Set Up Actionable Google Analytics Dashboards in 5 Minutes
January 20th, 2012 at 4:00 PM CET in Miscellaneous
Starting a couple of months ago, you can now set up custom dashboards in Google Analytics (GA). From experience I know that many people find the amount of available information in Analytics daunting. Therefore I wrote this overview to make sure you can get actionable information from your statistics. Setting up an actionable GA dashboard only takes about 5 minutes. After it's set up, you can stay up to date regarding your visitors statistics by spending only a couple of minutes per day in GA. Let's get started! Create a dashboard containing the following widgets:

Avg. Time on Site
- Where: Audience > Overview > Metric: Avg. Time On Site (Timeline)
- What: The average amount of time a visitor spends on the website.
- Why: To monitor if changes (intended or unintended) are causing the visitors to stay significantly longer or shorter on the website.
- Decreased: Have other metrics (such as the 'Bounce Rate' or 'Site speed') also dropped significantly? Then there might be a technical problem with the website causing visitors to leave faster than otherwise. Learn more about 'Avg. Time on Site' and how to increase it: Website Analytics What is a Good Average Time on Site?.
- Increased: Check out the Subversion or Git logs to see if any changes have been made to the website that might cause visitors to stay longer on the website. Perhaps any notes have been made in Google Analytics? Has a popular and lengthy article, infographic or video been published?
Timeline
- Where: 'Add Widget' > Timeline > Graph: Visits - compare with - Visitors (Timeline)
- What: Both Visits (which represent the number of individual sessions initiated by all the visitors to your site) and Visitors (unique number of sessions created in the selected time range). For more details, check out: What's the difference between clicks, visits, visitors, pageviews, and unique pageviews?.
- Why: To monitor if your website is attracting more or fewer visitors over time, and whether the amount of times these visitors come back to your website increases or decreases over time.
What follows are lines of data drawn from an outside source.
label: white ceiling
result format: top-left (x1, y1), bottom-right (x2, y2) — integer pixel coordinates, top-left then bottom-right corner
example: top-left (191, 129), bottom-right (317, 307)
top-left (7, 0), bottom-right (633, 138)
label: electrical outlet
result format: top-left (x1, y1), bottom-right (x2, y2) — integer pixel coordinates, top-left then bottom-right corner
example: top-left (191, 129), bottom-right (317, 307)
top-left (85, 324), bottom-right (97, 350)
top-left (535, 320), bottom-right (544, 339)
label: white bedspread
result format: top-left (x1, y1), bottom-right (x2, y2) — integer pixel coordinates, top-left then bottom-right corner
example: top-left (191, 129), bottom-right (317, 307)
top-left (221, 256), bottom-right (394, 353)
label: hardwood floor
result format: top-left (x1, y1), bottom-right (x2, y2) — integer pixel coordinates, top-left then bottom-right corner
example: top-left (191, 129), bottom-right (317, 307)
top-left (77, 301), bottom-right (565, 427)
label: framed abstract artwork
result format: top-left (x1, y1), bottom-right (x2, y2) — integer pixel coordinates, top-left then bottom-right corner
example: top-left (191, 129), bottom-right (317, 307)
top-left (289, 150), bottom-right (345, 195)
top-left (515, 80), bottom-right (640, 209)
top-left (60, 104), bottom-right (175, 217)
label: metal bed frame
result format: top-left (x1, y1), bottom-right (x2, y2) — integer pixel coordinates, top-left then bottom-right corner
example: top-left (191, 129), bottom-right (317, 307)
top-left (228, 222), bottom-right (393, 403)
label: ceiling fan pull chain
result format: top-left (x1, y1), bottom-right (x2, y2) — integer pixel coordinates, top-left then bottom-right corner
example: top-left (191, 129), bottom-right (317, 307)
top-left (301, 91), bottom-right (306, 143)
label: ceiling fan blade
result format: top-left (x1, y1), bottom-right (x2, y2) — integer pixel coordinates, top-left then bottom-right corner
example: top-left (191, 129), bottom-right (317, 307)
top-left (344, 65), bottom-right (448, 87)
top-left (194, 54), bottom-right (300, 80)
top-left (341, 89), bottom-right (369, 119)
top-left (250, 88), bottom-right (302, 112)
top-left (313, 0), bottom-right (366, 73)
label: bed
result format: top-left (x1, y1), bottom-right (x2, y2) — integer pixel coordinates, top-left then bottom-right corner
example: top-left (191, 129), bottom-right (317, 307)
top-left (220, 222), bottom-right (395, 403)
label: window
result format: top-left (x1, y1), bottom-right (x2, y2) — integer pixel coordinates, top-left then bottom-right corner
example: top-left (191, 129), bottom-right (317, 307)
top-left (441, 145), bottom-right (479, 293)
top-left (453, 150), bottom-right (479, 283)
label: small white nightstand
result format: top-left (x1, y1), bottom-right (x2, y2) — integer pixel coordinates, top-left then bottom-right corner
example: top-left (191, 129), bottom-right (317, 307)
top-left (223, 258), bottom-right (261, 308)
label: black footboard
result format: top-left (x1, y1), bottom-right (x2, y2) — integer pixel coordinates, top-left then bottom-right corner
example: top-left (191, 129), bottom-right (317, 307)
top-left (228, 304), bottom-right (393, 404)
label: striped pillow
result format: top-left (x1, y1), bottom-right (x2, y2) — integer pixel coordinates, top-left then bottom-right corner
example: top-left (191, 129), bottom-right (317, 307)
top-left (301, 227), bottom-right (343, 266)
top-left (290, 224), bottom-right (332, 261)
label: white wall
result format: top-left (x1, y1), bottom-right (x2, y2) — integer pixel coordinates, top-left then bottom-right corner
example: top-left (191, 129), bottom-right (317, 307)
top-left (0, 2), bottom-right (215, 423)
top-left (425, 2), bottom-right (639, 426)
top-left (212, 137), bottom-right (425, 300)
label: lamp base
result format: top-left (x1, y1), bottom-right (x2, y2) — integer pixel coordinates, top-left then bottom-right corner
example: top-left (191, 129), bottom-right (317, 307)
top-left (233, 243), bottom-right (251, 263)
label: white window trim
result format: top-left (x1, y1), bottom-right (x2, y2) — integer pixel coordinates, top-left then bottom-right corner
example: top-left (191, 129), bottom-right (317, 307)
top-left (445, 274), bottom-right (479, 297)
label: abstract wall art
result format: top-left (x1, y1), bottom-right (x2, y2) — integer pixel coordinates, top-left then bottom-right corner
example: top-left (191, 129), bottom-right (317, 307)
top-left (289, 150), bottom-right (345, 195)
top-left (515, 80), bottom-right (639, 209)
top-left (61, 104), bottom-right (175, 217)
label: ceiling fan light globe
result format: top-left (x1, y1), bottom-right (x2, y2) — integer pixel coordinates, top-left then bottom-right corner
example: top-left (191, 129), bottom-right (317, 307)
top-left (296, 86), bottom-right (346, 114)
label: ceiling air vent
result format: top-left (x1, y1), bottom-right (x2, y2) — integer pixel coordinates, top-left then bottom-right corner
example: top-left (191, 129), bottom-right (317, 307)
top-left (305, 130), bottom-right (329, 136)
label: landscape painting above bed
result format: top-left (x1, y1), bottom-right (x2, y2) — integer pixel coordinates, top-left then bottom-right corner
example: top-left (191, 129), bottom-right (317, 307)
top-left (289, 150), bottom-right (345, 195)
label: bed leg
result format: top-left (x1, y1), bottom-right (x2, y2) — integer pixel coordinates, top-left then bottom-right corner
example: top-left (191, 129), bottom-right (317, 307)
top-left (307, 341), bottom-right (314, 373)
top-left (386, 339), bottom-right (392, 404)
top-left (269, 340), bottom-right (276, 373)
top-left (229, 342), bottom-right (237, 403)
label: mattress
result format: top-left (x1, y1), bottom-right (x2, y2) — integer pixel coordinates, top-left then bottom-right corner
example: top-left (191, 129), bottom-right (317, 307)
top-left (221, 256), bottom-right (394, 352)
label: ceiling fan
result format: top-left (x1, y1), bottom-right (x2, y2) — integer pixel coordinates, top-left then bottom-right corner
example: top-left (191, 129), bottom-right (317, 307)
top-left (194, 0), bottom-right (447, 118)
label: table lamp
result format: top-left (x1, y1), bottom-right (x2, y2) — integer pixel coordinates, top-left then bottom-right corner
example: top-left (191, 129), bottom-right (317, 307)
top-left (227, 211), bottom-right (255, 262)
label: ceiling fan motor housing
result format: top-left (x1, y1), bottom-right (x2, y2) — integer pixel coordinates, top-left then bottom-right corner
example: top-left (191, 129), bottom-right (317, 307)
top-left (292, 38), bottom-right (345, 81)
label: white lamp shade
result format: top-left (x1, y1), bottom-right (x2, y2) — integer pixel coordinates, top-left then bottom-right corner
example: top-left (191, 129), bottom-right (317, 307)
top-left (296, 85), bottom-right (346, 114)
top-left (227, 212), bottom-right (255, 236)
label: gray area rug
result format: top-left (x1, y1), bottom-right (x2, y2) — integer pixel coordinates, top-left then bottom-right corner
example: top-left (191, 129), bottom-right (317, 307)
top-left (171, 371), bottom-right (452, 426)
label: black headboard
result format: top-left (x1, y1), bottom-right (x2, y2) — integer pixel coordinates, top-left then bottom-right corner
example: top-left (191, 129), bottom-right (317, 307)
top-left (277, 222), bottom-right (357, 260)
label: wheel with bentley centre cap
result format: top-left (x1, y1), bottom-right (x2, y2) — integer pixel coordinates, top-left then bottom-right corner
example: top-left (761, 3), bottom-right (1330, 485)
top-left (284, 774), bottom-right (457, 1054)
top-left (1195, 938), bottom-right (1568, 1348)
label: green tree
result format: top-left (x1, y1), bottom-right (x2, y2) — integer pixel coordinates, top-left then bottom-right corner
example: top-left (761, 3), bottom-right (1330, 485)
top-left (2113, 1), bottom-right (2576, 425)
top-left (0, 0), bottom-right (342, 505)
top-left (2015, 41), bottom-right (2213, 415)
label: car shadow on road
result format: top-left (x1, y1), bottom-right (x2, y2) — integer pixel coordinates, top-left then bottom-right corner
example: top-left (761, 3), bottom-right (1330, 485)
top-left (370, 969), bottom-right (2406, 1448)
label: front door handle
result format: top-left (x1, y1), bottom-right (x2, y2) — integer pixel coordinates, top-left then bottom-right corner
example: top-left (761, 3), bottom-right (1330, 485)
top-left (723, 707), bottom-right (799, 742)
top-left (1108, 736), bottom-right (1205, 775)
- Decreased: Check out additional reports on traffic sources such as 'Direct visits', 'Organic Search Visits' and 'Referral Visits'. Are there reports showing a significant decrease in one or more of these traffic sources? What might be causing this? Also check out the site speed report. If the website has been responding slow for a prolonged period of time, returning visitors might stop coming back and even Google might have penalized the site if the drop in speed is severe.
- Increased: Try to find out what caused this so you can replicate it or make the effect stronger. Has any of your content gone popular or even viral on social media channels? Has your website been linked to by a large news website? More detailed information is available in the reports on traffic sources such as 'Direct visits', 'Organic Search Visits' and 'Referral Visits'.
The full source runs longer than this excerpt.